Por Milagros Socorro
“Mira, Lucas, nosotros vinimos aquí a buscar noticias. Y mira” -le señalaba la libreta, que hizo barajar para evidenciar que no había allí ni un solo apunte-: “No he escrito nada. No has dicho nada”. No era, ni de lejos, la primera o la única vez que Berenice Gómez bajaba a los encumbrados del pedestal. “Nosotros tenemos que regresar al periódico a escribir” -volvió Berenice al galope-. “Y qué vamos a escribir… Danos una noticia, pana, porque con este montón de paja no vamos pa’ ninguna parte”. Nadie vino a desalojarla. Eso ocurriría años después, cuando el “legado” terminó por expulsarla de su país y enviarla a morir lejos.
“Yo soy inteligentísima y he leído muchos libros”, solía decir Berenice Gómez a quienes se atrevían a cuestionar su aspecto o su estilo. Y era verdad. Era sumamente inteligente y culta. Tenía, de hecho, la impaciencia propia de la curiosidad intelectual, que se ve exasperada cuando alguien da vueltas y se alarga en una exposición sin completar una idea o adelantar un dato. Y, como tenía la franqueza por bandera, no se inhibía para manifestar su aburrimiento cuando alguien se entregaba a disquisiciones vacuas. Mucho más, si el latoso era quien daba una rueda de prensa.

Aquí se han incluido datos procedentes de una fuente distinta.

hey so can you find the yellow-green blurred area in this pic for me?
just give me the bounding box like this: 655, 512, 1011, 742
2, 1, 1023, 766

En abril de 2002, poco después de los hechos que sacaron a Chávez del poder por unas horas, quise escribir una nota que incluyera una declaración del general Lucas Rincón Romero, quien por esos meses era ministro de la Defensa. Como no era mi fuente ni yo tenía acceso al de La Cañada de Urdaneta, le pedí a Berenice, que entonces trabajaba en Últimas Noticias, que me echara una mano. Y dado que estaba pautada una conferencia de prensa de Rincón, ella hizo la diligencia para que me incluyeran en la lista de periodistas con acceso a la sede del Ministerio de la Defensa, donde tendría lugar el evento.